I’m running the risk of sounding like a systems science evangelist, which is not my intention, so let me qualify what I’m saying: I’m not arguing that understanding systems will answer the deep underlying philosophical questions or solve all our problems. But the bottom line is, we exist in complex systems – all of us, every day – and we need better ways of understanding them. And systems science essentially provides some tools with which we can better get to grips with these problems.
What Modelling Play does is take these ideas – about interconnectivity, feedback loops, thresholds, tipping points and resilience – and place them in a real world setting, which is exactly where they belong. The show is not an abstract lecture about the mathematical properties of complex systems (I would not understand it if it were), it’s a show about a music festival in which those properties occur. We don’t instruct the audience about the definition of a trade-off – you know what a trade-off is, you deal with them all the time. What Modelling Play does is point out that maybe trade-offs happen more often in our lives than we often realise. You might look out for them in future and see them in other places and contexts. That awareness might be useful in understanding other situations you encounter in the world.
There is an element of the show in which we discuss these ideas explicitly – I’m a geek at heart, and I can’t help but enjoy the idea of a theatre show with a flowchart in it – but this is a pretty small part of the picture. Not because we’re ashamed of the science or trying to sneak it in sideways, either – I couldn’t be bothered trying to trick people into learning, that sounds depressing and futile – just because we don’t need to spend ages explaining things you already know. What it’s about is saying, ‘This thing happening in the music festival right now, this is an example of a feedback loop. You understand what it is and how it works – here’s some other classic examples of them and why scientists give a shit about them.’
For me, systems science was incredibly exciting because it took things that I already knew or felt and put words to them, placed them in relation to each other and highlighted why they might matter. It’s another way of telling a story about the world. You could view a festival as a unique artistic experience bringing together a once-in-a-lifetime lineup of bands and audiences. You could also view it as a connected set of systems, each with their own behaviour, interacting at a variety of levels and scales. Both are correct, but both focus on different things and tell you different stories.
The joy of Modelling Play for me is that we’ve found a form where those ideas arise naturally. Boardgames, by their very nature, allow you to explore ideas such as trade-offs, tipping points and feedback loops. But at their heart, boardgames are about having fun. So I don’t think we’re sacrificing anything to make this experience.

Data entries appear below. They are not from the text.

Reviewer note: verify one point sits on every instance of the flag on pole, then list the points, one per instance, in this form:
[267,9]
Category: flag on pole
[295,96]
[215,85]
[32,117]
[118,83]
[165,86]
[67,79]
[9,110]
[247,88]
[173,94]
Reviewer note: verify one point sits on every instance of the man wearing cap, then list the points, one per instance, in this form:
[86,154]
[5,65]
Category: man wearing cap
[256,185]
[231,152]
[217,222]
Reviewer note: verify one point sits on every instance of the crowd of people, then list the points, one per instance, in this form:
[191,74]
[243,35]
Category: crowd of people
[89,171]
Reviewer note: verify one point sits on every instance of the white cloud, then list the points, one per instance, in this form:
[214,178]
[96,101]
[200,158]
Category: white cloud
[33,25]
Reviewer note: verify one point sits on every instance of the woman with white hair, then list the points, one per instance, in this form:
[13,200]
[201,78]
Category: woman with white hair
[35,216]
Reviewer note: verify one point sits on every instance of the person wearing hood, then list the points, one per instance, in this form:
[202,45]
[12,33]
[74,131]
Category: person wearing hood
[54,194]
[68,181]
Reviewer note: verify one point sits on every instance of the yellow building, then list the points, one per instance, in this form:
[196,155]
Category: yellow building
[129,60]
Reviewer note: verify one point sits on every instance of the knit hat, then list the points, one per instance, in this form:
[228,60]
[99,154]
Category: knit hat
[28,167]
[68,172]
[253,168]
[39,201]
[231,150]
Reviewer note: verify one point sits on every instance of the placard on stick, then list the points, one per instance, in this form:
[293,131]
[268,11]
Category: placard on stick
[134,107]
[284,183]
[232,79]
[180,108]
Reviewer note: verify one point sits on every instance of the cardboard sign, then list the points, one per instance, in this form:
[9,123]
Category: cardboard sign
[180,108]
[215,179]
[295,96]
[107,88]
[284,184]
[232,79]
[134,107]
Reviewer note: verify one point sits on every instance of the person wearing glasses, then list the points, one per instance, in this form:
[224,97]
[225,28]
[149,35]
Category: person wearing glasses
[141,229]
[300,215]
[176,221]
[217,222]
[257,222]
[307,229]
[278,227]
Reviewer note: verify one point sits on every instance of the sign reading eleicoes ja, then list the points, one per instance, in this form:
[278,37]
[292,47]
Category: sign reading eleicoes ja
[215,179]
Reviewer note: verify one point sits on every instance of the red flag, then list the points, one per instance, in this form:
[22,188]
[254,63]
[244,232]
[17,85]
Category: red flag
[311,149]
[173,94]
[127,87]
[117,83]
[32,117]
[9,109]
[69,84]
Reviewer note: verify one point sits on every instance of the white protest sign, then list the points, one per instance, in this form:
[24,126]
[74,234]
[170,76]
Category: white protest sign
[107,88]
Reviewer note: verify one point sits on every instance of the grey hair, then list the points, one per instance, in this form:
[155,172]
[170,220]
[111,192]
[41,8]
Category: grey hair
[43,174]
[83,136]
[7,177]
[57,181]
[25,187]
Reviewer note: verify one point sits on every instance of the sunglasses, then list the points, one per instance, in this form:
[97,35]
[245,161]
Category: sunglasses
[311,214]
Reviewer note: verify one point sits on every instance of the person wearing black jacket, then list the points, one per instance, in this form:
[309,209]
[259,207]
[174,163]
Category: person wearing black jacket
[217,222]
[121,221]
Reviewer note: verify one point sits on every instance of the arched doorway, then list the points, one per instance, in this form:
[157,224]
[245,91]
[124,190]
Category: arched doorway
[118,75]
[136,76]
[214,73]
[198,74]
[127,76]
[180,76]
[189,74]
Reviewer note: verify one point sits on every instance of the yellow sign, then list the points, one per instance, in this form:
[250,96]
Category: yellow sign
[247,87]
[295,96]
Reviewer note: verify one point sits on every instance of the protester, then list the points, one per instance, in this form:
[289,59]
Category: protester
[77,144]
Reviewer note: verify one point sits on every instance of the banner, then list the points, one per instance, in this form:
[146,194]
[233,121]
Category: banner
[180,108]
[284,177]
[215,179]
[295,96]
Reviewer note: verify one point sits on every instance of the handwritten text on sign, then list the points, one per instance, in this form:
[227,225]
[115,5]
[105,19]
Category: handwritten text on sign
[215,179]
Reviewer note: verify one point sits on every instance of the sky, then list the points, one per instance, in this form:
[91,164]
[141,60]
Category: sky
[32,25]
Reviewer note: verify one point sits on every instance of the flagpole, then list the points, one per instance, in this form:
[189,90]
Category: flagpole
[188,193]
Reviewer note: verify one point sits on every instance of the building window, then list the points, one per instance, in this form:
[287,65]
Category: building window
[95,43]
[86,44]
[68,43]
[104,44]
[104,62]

The other wonderful thing about a music festival is that it’s a setting in which stories arise quite naturally. There’s no doubt that you can tell a gripping and exciting story about managing a river catchment or an agricultural region, but we really gravitated to the music festival setting for the potential for fun and excitement. Because managing this system isn’t just a case of getting the stocks and flows right to ensure production levels are sustained for another year, it’s about getting the bands onstage in good shape and keeping the crowd happy by any means necessary. And when things start to go wrong and the disasters start ricocheting out of hand, it’s a high stakes tale of life and death, catastrophe or triumph.
*Though I’m sure Muttley can find some examples of fairly useless maths research.